作品レビュー:No.026 岩崎一敬 (indies issue)

幾度も横山健のインタビューを掲載させてもらってきた音楽雑誌の編集者がこんなことを言うのははばかれるが、これほど横山健の内面に肉薄したものは過去になかったのではないだろうか。 by No.026 岩崎一敬 (indies issue)

「KEN BANDで必死こいて7〜8年間やってきたことを全部台無しにしちゃった。きっと分かってはいたけど、怖いことがついに起きてしまった」。

これは本DVDの導入部分、『AIR JAM 2011』でHi-STANDARDのライブを終えた直後、駐車場で収録された映像でのコメント。私は冒頭からいきなり嫉妬心を抱くはめになってしまった。だって、奇跡ともいえる11年ぶりのライブ直後の、これ以上ないくらいに生々しい肉声を拾っているんだから。メディアに携わる人間としては当然、羨望するでしょう。

撮影期間は2009年11月から2013年2月にまで及んだという。Ken Yokoyamaの4枚目のアルバム『Four』発売前、インタビューの場でもカメラを回していたMINORxU氏に話を聞くと、ほとんど一日中、密着して撮影しているということだった。その長い時間を共有した密度の濃い関係性こそが、このシーンをとらえるに至ったのだろう。私は監督のMINORxU氏の仕事に対するリスペクトとねぎらいをもって鑑賞を進めた。

作品の構成として主軸となっているのは横山健の語り。生い立ちから家族関係、ミュージシャンとして進路を選んだ経緯など、時系列に沿って半生を語っているが、カメラ目線ではない自然体の親身な話しぶりは、観ている者にとって居酒屋でサシで飲んでいるような気分にもさせる。ライブやスタジオでの一コマ、舞台裏で交わされるメンバーやスタッフとの会話などはもちろん、ふとした瞬間の呟きなども差し込まれるが、それもスマホでスナップ写真を見せてもらっているような感覚に近く、堅苦しさはない。

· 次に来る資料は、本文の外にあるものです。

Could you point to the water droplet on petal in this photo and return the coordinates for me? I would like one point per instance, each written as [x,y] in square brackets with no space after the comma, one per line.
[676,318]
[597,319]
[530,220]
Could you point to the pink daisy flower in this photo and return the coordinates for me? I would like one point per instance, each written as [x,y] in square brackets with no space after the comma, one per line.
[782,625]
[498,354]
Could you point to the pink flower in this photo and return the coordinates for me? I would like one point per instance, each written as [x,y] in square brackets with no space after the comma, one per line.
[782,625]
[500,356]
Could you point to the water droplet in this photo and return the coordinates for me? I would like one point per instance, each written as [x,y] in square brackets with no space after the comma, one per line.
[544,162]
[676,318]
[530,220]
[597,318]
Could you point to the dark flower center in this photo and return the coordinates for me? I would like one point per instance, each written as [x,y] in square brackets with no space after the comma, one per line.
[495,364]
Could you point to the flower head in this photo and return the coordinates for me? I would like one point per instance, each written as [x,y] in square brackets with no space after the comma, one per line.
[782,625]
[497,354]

本編がハイスタの話題に進むと、次第にシリアスなトーンを帯びていく。ハイスタの活動を振り返りながら、活動を休止した2000年当時の自身の精神状態、11年間を経て再びハイスタでライブをすることに対する葛藤、『AIR JAM 2012』を経てあらためて実感したKEN BANDに対する思いなど、これまであまり踏み込んで語られることのなかったデリケートなエピソードが多数登場する。これまで幾度も横山健のインタビューを掲載させてもらってきた音楽雑誌の編集者がこんなことを言うのははばかれるが、これほど横山健の内面に肉薄したものは過去になかったのではないだろうか。もちろん、横山氏は質問に対しては常に真摯かつ親身に答えてくれていた。しかし、やはり作品のプロモーションが目的のインタビューでは作品の内容に話が偏りがちだったし、実のところ、ソロ活動を始めて以降、ハイスタに関する話題はタブーとされてきた。もちろんインタビュアーとの距離感も大いに関係する。その意味では本作品はまさに「自伝ドキュメンタリー」という切り口にふさわしい、己をさらけ出した内容だといえるだろう。

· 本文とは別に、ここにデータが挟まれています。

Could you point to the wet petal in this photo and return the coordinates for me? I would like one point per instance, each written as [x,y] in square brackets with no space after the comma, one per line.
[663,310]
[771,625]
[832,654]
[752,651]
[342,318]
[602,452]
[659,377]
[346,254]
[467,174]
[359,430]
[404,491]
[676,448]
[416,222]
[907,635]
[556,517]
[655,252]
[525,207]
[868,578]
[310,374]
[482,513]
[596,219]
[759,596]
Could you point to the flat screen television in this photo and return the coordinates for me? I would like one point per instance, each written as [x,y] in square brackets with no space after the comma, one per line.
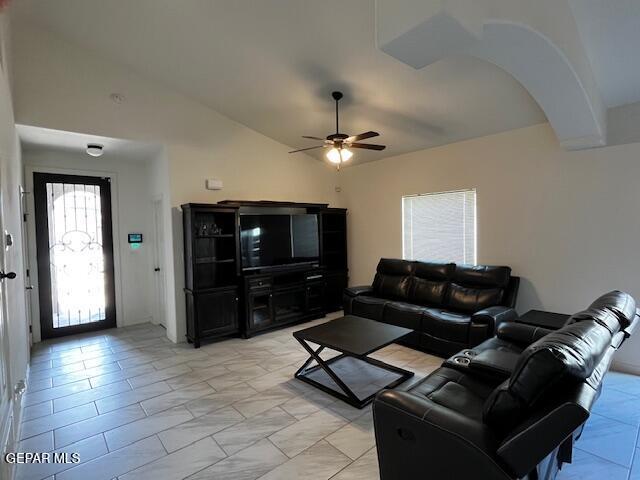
[272,240]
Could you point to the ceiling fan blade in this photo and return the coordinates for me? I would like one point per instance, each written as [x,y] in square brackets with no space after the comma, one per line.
[305,149]
[362,136]
[367,146]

客観的な視点を最小限に抑え、面を突き合わせるくらいの距離感で語られる自身の物語と正直な実感。だからこそギリギリの話にも誤解が入り込む余地はない。本作品が自身のレーベル、PIZZA OF DEATH RECORDSから発売される意味の一つはそこにあるだろう。

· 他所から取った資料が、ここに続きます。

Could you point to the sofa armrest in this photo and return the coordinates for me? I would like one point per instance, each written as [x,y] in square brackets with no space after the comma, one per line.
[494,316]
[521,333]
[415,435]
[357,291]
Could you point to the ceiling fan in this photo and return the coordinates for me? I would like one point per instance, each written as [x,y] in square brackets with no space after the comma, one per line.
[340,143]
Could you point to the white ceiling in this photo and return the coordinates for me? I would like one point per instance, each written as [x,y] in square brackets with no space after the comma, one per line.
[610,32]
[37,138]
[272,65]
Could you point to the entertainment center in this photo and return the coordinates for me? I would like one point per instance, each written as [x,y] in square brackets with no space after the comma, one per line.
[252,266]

個人的に最も響いた話は、ラストに向かう場面での「答えは絶対に自分の中にしかない」と語っているくだり。ソロ・アーティスト、KEN BANDのバンマス、PIZZA OF DEATH RECORDSの社長という立場は、孤独で、プレッシャーも重くのしかかっているはずだ。その中で自分自身で導き出したであろう人生訓は、私事ながら一人で雑誌を制作している筆者をとても励ましてくれた。

しかし終盤にホロッとさせる話を配置するあたり、やはり監督は「サシ飲み」を意識して構成したのではなかろうか。